Top US Corporate Governance Scholar visits Auckland

29 May 2014
For the news

Professor Stephen Bainbridge is this year’s Cameron Fellow. The fellowship, funded by Auckland alumnus Tim Cameron, a litigation partner in the leading New York law firm of Cravath, Swaine & Moore LLP, and his wife Kathy, enables the Auckland Law School to bring out a leading North American scholar to spend time with faculty and students at the law school.

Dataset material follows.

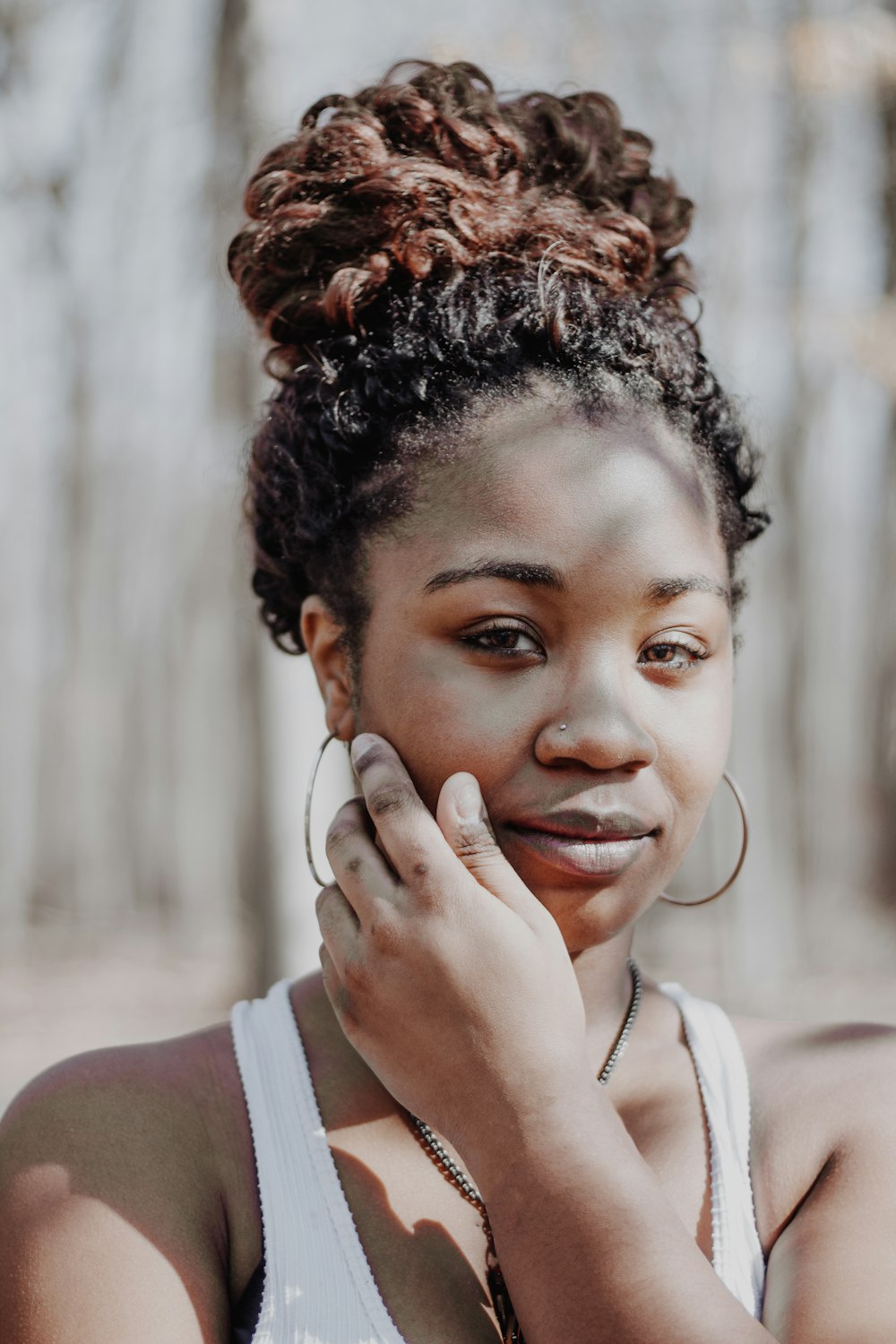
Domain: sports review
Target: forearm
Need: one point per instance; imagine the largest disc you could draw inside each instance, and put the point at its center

Stephen Bainbridge is the William D. Warren Distinguished Professor of Law at the University of California (Los Angeles). He is a prolific scholar, whose work covers a variety of subjects, but with a strong emphasis on the law and economics of public corporations. He has written over 75 law review articles which have appeared in leading journals such as the Harvard Law Review, Virginia Law Review, and Northwestern University Law Review. In 2008, 2011, and 2012, Professor Bainbridge was named by the National Association of Corporate Directors' Directorship magazine as among the 100 most influential people in corporate governance.

During his visit to the Auckland Law School in May, Professor Bainbridge took part in a wide range of activities. These included teaching classes in Takeover Law and Company Law, a round table luncheon with top undergraduate and postgraduate corporate law students and a variety of lectures and seminars.

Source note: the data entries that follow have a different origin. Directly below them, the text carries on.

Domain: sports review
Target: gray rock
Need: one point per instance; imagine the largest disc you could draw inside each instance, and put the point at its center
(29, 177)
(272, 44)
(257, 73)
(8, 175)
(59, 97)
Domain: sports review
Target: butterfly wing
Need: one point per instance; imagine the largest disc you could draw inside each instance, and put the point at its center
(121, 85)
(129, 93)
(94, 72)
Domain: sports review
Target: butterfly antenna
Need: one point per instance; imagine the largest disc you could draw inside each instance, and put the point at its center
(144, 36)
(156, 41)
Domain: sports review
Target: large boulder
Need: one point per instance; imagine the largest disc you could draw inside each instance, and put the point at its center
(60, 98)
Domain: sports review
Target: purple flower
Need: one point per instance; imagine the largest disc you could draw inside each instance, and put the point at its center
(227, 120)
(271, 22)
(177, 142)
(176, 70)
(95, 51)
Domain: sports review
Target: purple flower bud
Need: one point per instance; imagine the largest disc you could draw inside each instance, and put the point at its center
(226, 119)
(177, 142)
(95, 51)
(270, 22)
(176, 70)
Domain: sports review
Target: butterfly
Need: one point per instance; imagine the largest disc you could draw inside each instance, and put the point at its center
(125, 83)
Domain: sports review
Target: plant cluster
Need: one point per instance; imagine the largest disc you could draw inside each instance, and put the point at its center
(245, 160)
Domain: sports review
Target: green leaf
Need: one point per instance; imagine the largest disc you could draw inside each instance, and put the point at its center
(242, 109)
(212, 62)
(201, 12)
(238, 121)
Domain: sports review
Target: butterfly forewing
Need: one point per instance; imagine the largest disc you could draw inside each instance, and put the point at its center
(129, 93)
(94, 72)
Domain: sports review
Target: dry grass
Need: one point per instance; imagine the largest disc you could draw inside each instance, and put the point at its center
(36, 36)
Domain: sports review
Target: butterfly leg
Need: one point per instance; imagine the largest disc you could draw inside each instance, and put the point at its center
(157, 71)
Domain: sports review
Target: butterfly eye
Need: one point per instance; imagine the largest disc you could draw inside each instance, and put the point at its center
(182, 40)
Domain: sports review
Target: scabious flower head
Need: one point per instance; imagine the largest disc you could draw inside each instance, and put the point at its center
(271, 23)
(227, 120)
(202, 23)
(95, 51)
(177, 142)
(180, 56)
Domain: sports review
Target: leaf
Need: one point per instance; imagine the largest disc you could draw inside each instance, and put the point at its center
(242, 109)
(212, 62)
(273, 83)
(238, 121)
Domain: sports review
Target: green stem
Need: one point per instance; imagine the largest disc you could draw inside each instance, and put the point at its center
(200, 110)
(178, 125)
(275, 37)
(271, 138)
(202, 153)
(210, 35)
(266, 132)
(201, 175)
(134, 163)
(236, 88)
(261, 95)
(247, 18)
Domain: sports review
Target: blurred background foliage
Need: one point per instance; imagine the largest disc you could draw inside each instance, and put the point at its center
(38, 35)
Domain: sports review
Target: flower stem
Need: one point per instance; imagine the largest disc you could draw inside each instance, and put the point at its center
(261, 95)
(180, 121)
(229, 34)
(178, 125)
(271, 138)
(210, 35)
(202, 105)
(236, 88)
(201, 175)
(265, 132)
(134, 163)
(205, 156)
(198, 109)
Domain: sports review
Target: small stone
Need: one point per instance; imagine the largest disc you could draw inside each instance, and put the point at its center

On 27 May Professor Bainbridge delivered a public lecture on director versus shareholder primacy to a large audience at Old Government House.

Any model of corporate governance must answer two basic sets of questions, he contended. Who decides? And whose interests prevail?

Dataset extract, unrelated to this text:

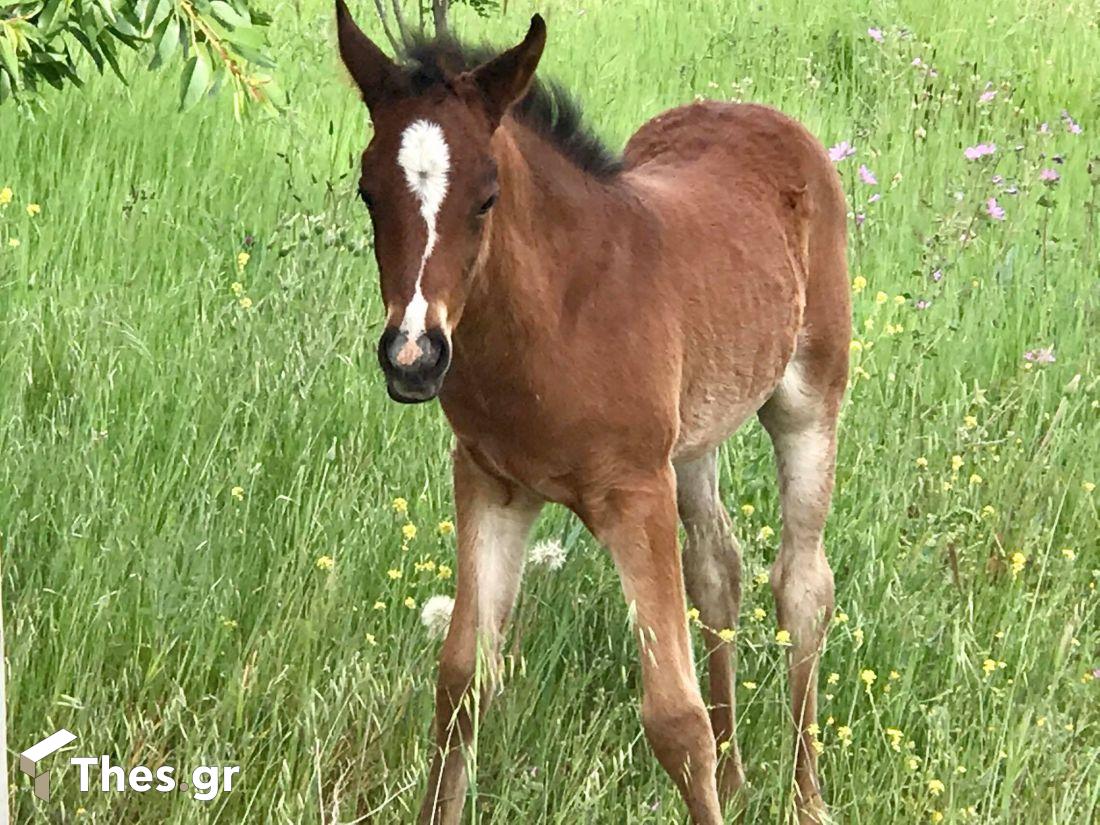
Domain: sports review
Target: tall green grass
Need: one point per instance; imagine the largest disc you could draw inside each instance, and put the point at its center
(161, 617)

When the ultimate decision-maker is presented with a zero sum game, in which it must prefer the interests of one constituency class over those of all others, whose interests prevail?

On the means question, prior scholarship has almost uniformly favoured either shareholder primacy or managerialism. On the ends question, prior scholarship has tended to favour either shareholder primacy or various stakeholder theories. In contrast, Professor Bainbridge has proposed a “director primacy” model in which the board of directors is the ultimate decision maker but is required to evaluate decisions using shareholder wealth maximisation as the governing normative rule.

Shareholder primacy is widely assumed to be a defining characteristic of New Zealand company law. In assessing that assumption, it is essential to distinguish between the means and ends of corporate governance. As to the latter, New Zealand law does establish shareholder wealth maximisation as the corporate objective. As to the former, despite assigning managerial authority to the board of directors, New Zealand company law gives shareholders significant control rights.

Comparing New Zealand company law to the considerably more board-centric regime of U.S. corporate law raises a critical policy issue. If the separation of ownership and control mandated by the latter has significant efficiency advantages, why has New Zealand opted for a more shareholder-centric model? The most plausible explanation focuses on domain issues, which suggest that there are a small number of New Zealand firms for which director primacy would be optimal. The unitary nature of the New Zealand government may also be a factor, because the competitive federalism inherent in the U.S. system of government promotes a race to the top in which efficient corporate law rules are favoured. Finally, New Zealand’s social welfare net may also be a factor.

Although Professor Bainbridge considers that a director primacy model works best, he concluded that New Zealand corporate law  is closer to a shareholder primacy model than the U.S. is.  One of the reasons for this may be the predominance of small and closely held companies in New Zealand.